Pour Marie Allibert, un changement des mentalités commence avant tout par l’éducation des enfants, à travers des initiatives pour l’égalité hommes/femmes par exemple. A cet égard, Sylvie Ayral invite à agir avec prudence . « En général, lors de ces initiatives, on se contente de vouloir hisser les filles vers des valeurs et choix considérés comme « masculins ». Par exemple, on oriente les filles vers des filières technologiques, techniques et scientifiques, considérées comme plus nobles car masculines.
Mais on ne pense jamais à l’autre moitié de l’humanité : les garçons. On essaye d’émanciper la moitié de l’humanité, les filles, sans émanciper une autre moitié. On continue ainsi à fabriquer de la domination. »

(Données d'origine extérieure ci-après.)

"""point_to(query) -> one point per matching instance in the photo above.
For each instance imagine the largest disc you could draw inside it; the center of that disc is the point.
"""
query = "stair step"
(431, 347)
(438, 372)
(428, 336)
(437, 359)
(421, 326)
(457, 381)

« Une peur de déviriliser les garçons »
Mais pour Sylvie Ayral, même si la science démontre depuis des années les phénomènes de domination, elle n’arrive pas à pénétrer l’école. Derrière ces difficultés se cache « la peur de déviriliser les garçons ». En effet, certains groupements comme La Manif pour Tous craignent qu’en valorisant chez les garçons des valeurs « féminines », ils deviennent homosexuels.« On a peur que la société toute entière s’écroule, on est dans le fantasme le plus absolu. L’homophobie est un des piliers de la construction masculine », assure Sylvie Ayral.
Entendu à l’action #marredurose : « si vous donnez 1 dinette à un garçon il va devenir homosexuel » @osezlefeminisme pic.twitter.com/KNswYVNiOa
— Myrtilll (@Myrtilll) December 5, 2015
Alors que l’ensemble des schémas sociaux – dans les jouets, mais aussi à l’école et dans la vie quotidienne – ferment le champ des possibles aux filles et aux garçons, « l’égalité est loin d’être acquise au quotidien » selon Sylvie Ayral. Par une prise de conscience, les adultes pourraient toutefois déconstruire les rôles stéréotypés intériorisés pendant l’enfance, « à travers l’amour, les médias, le cinéma ou la science, assure-t-elle. C’est un combat de tous les instants, qui n’est jamais gagné. La libération sexuelle est loin d’être accomplie ».